Ertesi sabah bir sırt ağrısıyla uyandım, başımı sağa sola yatırdım ve esnedim.

Masamın üzerine koyduğum mektubu yerleştirmek için çekmeceden bir zarf çıkardım, mektubu içine yerleştirip gümüş renkli olan mührü ilk önce ısıttım.

Daha sonra zarfın orta yerine döküp, biraz bekledim.

Aceleye getirmek istemiyordum yoksa mühür elime yüzüne bulaşıyordu ve bu da beni rahatsız ediyordu.
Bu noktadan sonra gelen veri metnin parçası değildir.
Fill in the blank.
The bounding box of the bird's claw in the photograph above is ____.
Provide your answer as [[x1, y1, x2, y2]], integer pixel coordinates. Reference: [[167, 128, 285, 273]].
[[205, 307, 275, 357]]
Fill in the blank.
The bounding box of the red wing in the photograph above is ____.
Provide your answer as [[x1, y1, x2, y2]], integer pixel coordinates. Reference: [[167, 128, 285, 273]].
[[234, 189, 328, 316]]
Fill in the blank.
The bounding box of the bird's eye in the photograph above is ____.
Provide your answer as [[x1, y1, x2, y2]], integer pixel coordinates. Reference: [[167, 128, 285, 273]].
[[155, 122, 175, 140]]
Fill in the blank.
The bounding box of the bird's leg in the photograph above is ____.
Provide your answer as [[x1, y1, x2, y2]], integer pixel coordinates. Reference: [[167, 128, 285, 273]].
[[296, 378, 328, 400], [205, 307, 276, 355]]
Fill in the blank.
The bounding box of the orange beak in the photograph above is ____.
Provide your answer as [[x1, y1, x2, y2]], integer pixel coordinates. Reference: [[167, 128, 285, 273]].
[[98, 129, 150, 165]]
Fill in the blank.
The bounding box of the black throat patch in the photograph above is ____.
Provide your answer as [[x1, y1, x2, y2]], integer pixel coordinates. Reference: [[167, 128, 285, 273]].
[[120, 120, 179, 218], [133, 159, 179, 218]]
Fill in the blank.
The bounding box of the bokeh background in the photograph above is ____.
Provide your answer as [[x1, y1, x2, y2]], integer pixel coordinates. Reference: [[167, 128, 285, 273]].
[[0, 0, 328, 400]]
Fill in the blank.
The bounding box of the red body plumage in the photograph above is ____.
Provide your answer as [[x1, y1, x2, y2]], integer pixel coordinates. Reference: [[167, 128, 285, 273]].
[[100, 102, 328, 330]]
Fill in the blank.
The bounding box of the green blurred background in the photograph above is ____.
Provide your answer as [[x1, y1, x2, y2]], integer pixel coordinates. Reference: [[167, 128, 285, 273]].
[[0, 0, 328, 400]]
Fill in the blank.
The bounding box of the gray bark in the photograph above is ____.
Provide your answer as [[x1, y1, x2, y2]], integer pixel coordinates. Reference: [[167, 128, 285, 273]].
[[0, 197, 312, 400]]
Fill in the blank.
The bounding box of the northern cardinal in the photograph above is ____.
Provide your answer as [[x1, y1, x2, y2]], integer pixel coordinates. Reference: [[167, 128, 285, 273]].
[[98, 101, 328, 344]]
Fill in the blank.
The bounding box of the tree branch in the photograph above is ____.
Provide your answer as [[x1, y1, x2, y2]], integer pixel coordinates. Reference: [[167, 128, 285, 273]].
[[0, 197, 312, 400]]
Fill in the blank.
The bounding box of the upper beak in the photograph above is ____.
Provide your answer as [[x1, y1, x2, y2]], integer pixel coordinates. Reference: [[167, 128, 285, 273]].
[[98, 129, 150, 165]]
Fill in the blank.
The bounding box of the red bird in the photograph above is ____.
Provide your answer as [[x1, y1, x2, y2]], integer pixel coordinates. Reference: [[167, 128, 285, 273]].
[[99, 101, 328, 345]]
Ilıdığını düşündüğüm vakit damgamı aldım ve bastım.

Geriye sadece postaneye gitmek kalmıştı.

Saçlarımı karıştırdım, yorgun hissediyordum. Her zamanki gibi.

Dünden beri düşündüğüm tek şey savaş olmuştu, anılardan kurtuluşum yoktu sanırım.

Elime ilk silah verdiklerinde 16 yaşındaydım, ürktüğümü hatırlıyordum çünkü ne olmak istediğim yerdeydim ne de istediğim bir şeyi yapıyordum.

Hedefe silahı doğru bir şekilde tutmak ve tam ortasından vurmak.

Bunu her yaptığımızda aferin alıyorduk.

Veya kılıçlarla diğer çocukları yendiğimizde... Asla kabul edememiştim olduğum yeri, yaptığım şeyi.

Sanırım bu yüzden kitaplara sarmıştım.

Sandalyemi biraz geri çekerek kalktım, askıdan paltomu ve kasketimi alıp cebime mektubu koydum.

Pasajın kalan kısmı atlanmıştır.